At one time the arbiter of cultivated Europe, he felt all the bitterness of failure when hostility enveloped him on every side. He was mistaken in looking for a period of light and peace, for a world freed from hatred and barren disputes, and the state of Europe, after 1520, was the measure of his disappointment; but the mistake does not detract from his credit, though his optimism, like that of many a good man, was unwarranted. Reasonableness and light, though not exactly in the sense of Matthew Arnold, were what he greatly desired, and it seemed to him incredible that, in a world so full of interest and delight, people should engage in barren disputes and futile strife.

This attitude was the cause of his antagonism to Luther, whom he felt to be an ignorant barbarian; of his quarrel with Hutten, whom he really liked, but whom he knew to be a firebrand, whilst the reasonableness of Melanchthon prevented any serious differences. Above all, let us remember that Erasmus was intensely human. He lived as a good Catholic, from feeling the innate reasonableness of the position of the Church. Intense convictions, in the Protestant sense, he never felt, and he was wholly unaffected by the logic which gave their strength to some of the new-fangled systems. Erasmus was enormously influenced by those of whom he was fond, and personal affection had more to do with his ultimate beliefs than any process of reason. Newman indeed wrote:

"The heart is commonly not reached through the reason, but through the imagination by means of direct impressions. Persons influence us, voices melt us, deeds inflame us. We are not converted by syllogisms."

His affection for Blessed Thomas More and Blessed John Fisher, for Warham and Colet, his admiration for their learning and the effect of the martyrdom of the first two had as much as anything to do with his rejection of the new religion and his adherence to Catholicism, whilst the rebellion of several for whom he had real affection against the Church, caused him real grief and increased his dislike of the Reformation.

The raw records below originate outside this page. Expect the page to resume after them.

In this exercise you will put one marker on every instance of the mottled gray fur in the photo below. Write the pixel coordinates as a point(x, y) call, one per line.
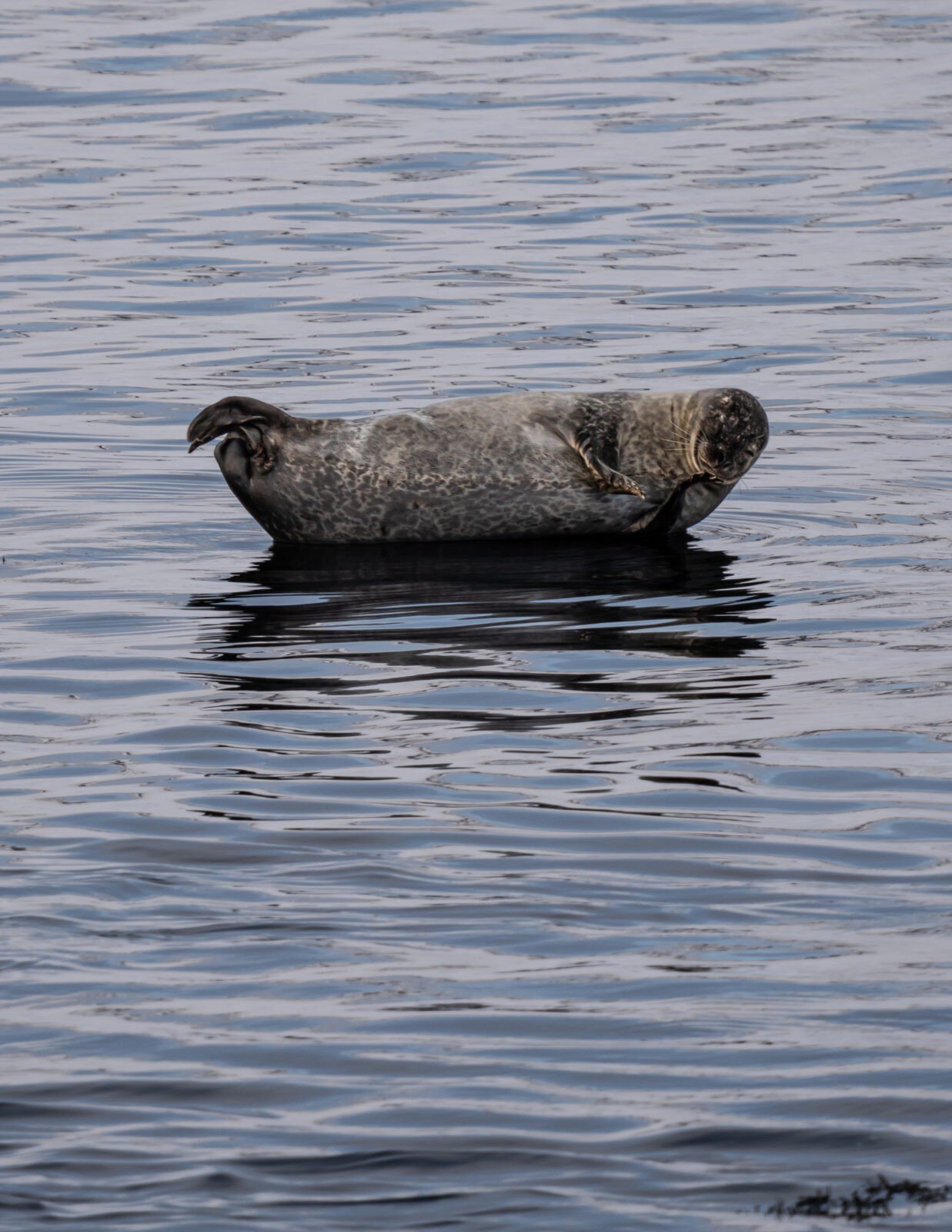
point(505, 466)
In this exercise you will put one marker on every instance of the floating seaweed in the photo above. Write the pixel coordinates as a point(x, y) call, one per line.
point(870, 1203)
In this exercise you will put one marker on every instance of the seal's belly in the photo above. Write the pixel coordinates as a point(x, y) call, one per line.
point(357, 504)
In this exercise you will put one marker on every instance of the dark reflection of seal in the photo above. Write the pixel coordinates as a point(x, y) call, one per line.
point(508, 466)
point(472, 610)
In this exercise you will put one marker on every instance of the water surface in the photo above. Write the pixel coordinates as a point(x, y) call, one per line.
point(578, 886)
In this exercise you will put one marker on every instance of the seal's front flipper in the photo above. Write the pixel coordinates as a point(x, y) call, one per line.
point(596, 443)
point(256, 424)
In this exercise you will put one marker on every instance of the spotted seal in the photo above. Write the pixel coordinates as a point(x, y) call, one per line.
point(508, 466)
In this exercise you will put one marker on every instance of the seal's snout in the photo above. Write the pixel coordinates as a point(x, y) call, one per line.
point(732, 434)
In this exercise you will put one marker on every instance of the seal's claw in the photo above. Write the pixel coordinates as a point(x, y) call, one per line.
point(246, 418)
point(232, 414)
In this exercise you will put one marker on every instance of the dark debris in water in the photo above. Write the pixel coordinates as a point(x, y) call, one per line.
point(870, 1203)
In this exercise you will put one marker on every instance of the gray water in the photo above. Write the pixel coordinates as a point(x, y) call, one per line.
point(553, 887)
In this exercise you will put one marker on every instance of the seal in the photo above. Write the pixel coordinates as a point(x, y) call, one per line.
point(506, 466)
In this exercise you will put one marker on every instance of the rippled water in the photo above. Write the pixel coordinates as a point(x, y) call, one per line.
point(557, 886)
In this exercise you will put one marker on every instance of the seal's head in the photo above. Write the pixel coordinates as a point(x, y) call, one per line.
point(730, 431)
point(720, 435)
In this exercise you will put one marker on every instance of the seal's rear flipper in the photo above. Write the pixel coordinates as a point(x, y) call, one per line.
point(256, 423)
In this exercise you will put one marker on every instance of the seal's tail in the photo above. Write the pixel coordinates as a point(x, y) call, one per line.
point(252, 420)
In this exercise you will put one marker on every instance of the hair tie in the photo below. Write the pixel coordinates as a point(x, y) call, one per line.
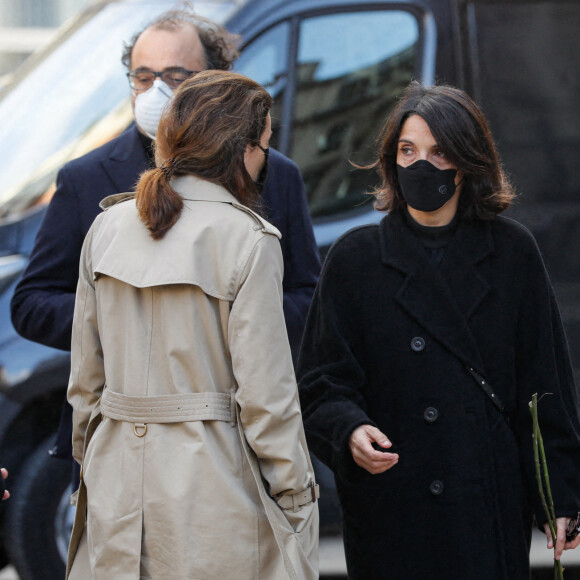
point(167, 170)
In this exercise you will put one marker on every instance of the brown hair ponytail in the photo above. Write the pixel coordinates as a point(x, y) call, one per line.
point(159, 205)
point(211, 119)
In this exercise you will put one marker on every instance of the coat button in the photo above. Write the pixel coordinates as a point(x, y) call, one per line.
point(431, 414)
point(418, 344)
point(436, 487)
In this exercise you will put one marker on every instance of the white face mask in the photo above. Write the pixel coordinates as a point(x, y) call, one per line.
point(149, 106)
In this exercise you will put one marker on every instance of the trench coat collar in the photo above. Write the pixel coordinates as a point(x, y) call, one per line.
point(441, 300)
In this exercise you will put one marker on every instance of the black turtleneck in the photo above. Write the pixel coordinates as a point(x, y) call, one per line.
point(434, 239)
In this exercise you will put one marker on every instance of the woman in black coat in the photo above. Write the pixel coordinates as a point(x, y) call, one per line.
point(427, 337)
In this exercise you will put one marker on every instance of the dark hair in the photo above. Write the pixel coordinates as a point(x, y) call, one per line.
point(211, 119)
point(462, 133)
point(220, 46)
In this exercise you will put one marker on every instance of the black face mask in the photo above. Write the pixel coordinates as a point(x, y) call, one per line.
point(424, 187)
point(260, 182)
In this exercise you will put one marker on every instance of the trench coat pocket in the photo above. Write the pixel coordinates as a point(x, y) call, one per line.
point(79, 526)
point(296, 533)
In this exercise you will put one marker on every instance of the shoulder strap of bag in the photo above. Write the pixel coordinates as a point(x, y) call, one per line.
point(487, 389)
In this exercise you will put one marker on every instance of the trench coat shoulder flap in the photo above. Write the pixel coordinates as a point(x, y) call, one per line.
point(441, 300)
point(208, 246)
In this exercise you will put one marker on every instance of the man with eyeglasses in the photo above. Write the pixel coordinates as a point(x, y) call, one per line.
point(176, 45)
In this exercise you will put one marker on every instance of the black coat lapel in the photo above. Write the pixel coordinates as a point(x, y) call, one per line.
point(441, 300)
point(126, 161)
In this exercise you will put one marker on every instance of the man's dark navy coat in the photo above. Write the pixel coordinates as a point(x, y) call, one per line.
point(43, 303)
point(387, 342)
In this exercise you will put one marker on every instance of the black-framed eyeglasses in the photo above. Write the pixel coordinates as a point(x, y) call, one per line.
point(142, 79)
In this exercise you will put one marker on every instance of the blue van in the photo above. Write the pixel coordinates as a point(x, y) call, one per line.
point(335, 68)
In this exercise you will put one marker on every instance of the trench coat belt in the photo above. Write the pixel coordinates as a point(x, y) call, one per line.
point(178, 408)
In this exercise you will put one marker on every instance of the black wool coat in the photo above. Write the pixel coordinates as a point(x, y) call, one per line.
point(388, 341)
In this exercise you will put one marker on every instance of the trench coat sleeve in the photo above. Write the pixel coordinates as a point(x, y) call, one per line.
point(87, 377)
point(267, 393)
point(331, 376)
point(543, 367)
point(43, 302)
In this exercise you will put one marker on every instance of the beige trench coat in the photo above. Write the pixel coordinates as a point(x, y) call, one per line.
point(186, 417)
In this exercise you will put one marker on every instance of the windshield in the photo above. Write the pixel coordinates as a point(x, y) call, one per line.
point(75, 99)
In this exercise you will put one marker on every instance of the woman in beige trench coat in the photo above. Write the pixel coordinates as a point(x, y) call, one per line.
point(186, 419)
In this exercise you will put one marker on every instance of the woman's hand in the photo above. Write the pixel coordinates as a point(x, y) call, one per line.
point(365, 455)
point(561, 543)
point(6, 493)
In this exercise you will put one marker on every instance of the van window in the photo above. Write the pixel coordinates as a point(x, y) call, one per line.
point(529, 90)
point(350, 69)
point(265, 61)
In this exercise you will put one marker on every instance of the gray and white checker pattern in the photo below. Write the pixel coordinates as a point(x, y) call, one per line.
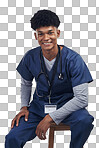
point(79, 31)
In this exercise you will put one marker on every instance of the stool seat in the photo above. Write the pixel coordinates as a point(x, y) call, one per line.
point(55, 127)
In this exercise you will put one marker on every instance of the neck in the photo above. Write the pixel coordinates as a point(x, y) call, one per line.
point(50, 54)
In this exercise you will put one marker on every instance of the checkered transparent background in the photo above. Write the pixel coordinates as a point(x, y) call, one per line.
point(79, 31)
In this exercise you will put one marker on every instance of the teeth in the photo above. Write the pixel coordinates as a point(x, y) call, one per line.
point(47, 43)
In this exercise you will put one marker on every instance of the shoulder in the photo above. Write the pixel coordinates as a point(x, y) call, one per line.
point(33, 51)
point(71, 55)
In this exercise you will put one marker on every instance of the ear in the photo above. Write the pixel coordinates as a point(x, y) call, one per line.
point(35, 35)
point(58, 33)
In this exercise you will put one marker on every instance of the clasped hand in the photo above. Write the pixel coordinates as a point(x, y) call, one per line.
point(42, 126)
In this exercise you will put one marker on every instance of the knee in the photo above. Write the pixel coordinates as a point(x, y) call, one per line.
point(87, 121)
point(11, 139)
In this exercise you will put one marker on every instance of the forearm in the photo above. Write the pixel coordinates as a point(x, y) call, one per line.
point(26, 87)
point(80, 100)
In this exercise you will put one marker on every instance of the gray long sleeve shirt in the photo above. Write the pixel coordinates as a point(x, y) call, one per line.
point(80, 99)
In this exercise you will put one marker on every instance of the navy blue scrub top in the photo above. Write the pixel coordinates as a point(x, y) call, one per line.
point(74, 70)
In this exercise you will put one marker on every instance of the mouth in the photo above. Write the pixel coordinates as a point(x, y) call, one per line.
point(47, 43)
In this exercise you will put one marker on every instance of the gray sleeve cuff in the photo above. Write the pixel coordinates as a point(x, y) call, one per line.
point(26, 87)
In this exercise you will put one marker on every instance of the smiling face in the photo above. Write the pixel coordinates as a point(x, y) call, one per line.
point(47, 37)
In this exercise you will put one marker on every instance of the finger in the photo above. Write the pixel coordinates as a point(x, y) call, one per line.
point(17, 120)
point(26, 116)
point(13, 122)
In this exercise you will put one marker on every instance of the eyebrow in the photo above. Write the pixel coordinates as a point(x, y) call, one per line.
point(48, 30)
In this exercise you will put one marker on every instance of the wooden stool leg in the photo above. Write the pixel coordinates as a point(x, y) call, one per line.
point(51, 137)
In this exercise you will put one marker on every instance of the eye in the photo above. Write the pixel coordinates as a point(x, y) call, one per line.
point(50, 32)
point(40, 34)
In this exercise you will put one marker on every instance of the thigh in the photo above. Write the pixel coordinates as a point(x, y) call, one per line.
point(77, 116)
point(26, 129)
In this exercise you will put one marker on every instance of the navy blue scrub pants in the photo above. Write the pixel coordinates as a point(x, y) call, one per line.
point(80, 124)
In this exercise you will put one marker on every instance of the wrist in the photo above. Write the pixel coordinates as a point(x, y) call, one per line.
point(49, 118)
point(24, 107)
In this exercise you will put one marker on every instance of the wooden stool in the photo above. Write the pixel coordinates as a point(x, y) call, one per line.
point(55, 127)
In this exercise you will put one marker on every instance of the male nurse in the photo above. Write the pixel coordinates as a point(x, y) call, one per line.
point(61, 93)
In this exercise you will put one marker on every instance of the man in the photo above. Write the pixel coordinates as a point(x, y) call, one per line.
point(61, 93)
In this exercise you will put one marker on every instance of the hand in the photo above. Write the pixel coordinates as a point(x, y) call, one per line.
point(43, 127)
point(23, 112)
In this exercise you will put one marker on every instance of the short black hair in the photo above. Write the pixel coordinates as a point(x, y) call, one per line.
point(44, 18)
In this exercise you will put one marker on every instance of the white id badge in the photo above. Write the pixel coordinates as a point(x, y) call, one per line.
point(48, 108)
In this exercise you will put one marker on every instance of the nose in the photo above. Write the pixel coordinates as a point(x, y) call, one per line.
point(46, 37)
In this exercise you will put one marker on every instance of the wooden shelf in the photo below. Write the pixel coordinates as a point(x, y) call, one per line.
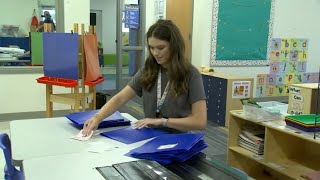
point(287, 155)
point(290, 168)
point(247, 153)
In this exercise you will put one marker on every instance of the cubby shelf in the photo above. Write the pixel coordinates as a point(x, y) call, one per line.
point(287, 154)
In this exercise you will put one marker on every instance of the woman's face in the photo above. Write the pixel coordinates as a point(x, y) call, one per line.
point(160, 50)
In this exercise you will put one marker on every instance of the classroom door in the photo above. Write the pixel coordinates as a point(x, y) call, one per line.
point(130, 39)
point(180, 12)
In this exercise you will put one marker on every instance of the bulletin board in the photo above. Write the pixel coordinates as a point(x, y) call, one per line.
point(288, 65)
point(241, 32)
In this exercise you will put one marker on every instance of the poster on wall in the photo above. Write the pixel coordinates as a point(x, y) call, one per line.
point(241, 32)
point(288, 65)
point(131, 16)
point(241, 89)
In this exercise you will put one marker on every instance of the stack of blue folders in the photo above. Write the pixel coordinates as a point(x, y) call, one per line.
point(116, 119)
point(169, 148)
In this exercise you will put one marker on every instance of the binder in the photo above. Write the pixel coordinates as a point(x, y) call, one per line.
point(130, 135)
point(116, 119)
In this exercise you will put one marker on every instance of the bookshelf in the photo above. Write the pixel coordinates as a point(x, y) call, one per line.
point(288, 153)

Not many years ago we should have said that the Erasmian spirit, rejected in the early sixteenth century, had returned to bring reasonableness amongst men; but at the present moment we are conscious of distinct reaction. As at the close of Erasmus's life, those who counsel peace, reasonableness, and moderation obtain a poor hearing: Amongst those who hated peace I was pacific. When I spoke to them about it they attacked me without provocation. ("Cum his qui oderunt pacem eram pacificus, cum loquebar illis impugnabant me gratis.")

After all, Erasmus and those like him will never be exactly popular, though commanding genius will always make its influence felt; the Luthers, men not necessarily base but stupid, who shout, "Cursed be concord! Down with it to the bottomless pit!" will always be more loudly cheered.